The rats are certainly horrible things, mostly, I think, for their lack of fear. When the house has been full of shepherds, I have slept on the floor and woken up with one a yard from my face. It looked at me quite undauntedly, even when I jumped and shooed it. We have poisoned them consistently, year in, year out, but only around the house and that has had no effect on the wider population. They are on all three of the islands and are thought to number about 3,000. They can breed when they are three months old and produce four or five litters a year, each with between six and 22 babies. The reproductive potential is spectacular. With an unlimited food supply, the 3,000 Shiant rats at the beginning of the year could, mathematically, have multiplied to something like 1.8 million by the early autumn. They don't because life here is a desperate struggle.

They are not the rats you find at home in the barn or the sewer. Those are brown rats, Rattus norvegicus, relatively large, relatively aggressive and relatively horrible. These are Rattus rattus, the ship, black or plague rat, originally from south-east Asia and now one of the rarest mammals in the United Kingdom. Because the brown rat is bigger and stronger, there are very few black rats left. Only on the Shiants and on Lundy do they exist in any number.

This is a glamorous status. The Shiant rat is now infinitely rarer than, say, the puffin, which may well be Britain's commonest sea bird.

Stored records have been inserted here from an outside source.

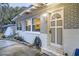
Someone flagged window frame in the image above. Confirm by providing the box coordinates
[26,18,40,32]
[26,19,31,31]
[32,18,40,32]
[49,7,64,47]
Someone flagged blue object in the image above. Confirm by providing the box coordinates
[74,48,79,56]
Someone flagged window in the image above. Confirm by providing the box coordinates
[26,20,31,31]
[50,12,63,45]
[32,18,40,32]
[26,18,40,32]
[17,20,22,30]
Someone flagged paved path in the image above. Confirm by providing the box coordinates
[0,40,41,56]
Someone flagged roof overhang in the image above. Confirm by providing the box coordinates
[12,3,59,21]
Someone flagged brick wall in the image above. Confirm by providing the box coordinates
[64,3,79,29]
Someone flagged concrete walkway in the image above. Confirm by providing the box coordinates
[0,40,42,56]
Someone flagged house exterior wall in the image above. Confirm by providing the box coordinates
[63,29,79,55]
[15,3,79,55]
[63,4,79,55]
[53,3,79,55]
[39,3,79,55]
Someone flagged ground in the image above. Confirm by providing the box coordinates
[0,32,48,56]
[0,40,48,56]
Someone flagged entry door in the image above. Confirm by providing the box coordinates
[49,8,63,46]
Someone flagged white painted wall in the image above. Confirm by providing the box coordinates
[16,31,48,48]
[40,15,48,34]
[17,31,40,44]
[16,28,79,56]
[39,33,48,49]
[63,29,79,56]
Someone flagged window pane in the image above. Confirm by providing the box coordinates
[51,28,55,43]
[17,20,22,30]
[17,27,22,30]
[26,20,31,31]
[51,21,55,26]
[32,18,40,32]
[52,15,56,20]
[32,25,40,32]
[57,20,62,26]
[52,13,61,19]
[26,25,31,31]
[57,28,62,45]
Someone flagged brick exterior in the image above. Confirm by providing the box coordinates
[64,4,79,29]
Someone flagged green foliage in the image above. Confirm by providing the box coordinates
[0,3,27,25]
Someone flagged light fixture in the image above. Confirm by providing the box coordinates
[25,9,32,14]
[31,6,37,10]
[26,9,31,12]
[32,3,41,8]
[42,13,48,17]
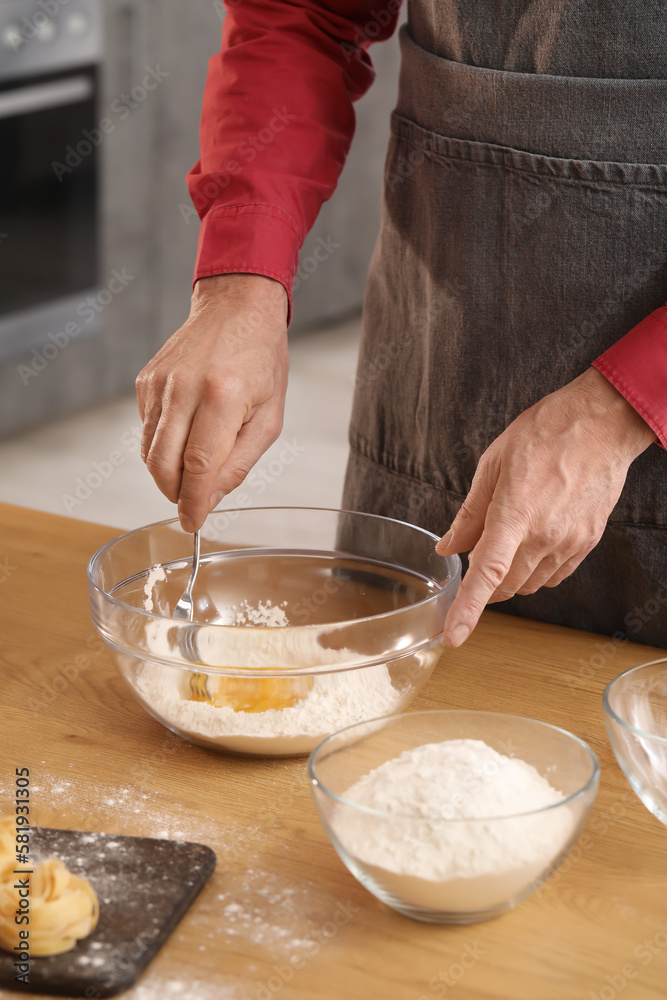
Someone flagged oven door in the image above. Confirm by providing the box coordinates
[0,66,98,327]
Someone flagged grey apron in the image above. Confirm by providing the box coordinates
[342,3,667,648]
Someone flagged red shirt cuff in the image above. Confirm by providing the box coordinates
[193,203,301,325]
[592,304,667,448]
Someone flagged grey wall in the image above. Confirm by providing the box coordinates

As a result, a string of rat investigations have been made in the last few years. Margarine-coated sticks have been stuck in the soil at intervals across the islands to see where the rats lived. (A nibbled stick meant a rat.) The unsurprising result was that every stick was nibbled. Rats have been caught to see what was in their stomachs. (A mixture of things from shoreline crustacea to moss and grass.) Most eccentrically of all, an English biologist received a grant to find out where the rats went on their nocturnal wanderings.

The interesting question, though, is how the rats and the birds manage to coexist. Why haven't the rats wiped out the birds? The answer is a vindication of the puffins' strategy. The birds are here only from early April to mid-August: four and a half months. While they are, the rats make hay. (Evidence from elsewhere has shown that a rat can kill an adult puffin.) But it seems as if the rats can't make sufficient impact on the bird population before they leave for the Atlantic. Come late August, the rats are suddenly proteinless and in all likelihood the population crashes. It is just then, incidentally, that the pressure of the rats on the house, which they seem to neglect for the summer, becomes most intense. Winter starves hundreds if not thousands of the black rats and so keeps their predation on the birds to a level at which a kind of equilibrium is reached. It has been different where the bigger brown rat has preyed on sea birds. On Ailsa Craig, and other brown rat-infested rocks, the rate of predation, which must be slightly higher, has sent the bird numbers irrevocably downwards. So the Shiants have a rat-puffin balance, if a fine one. We shall never rid the islands of the rats and the rats will never rid the islands of the puffins. It wouldn't take much to change this, though, and there is one thing everybody dreads: the arrival of a pregnant mink. It might kill the rats but it would also decimate the birds.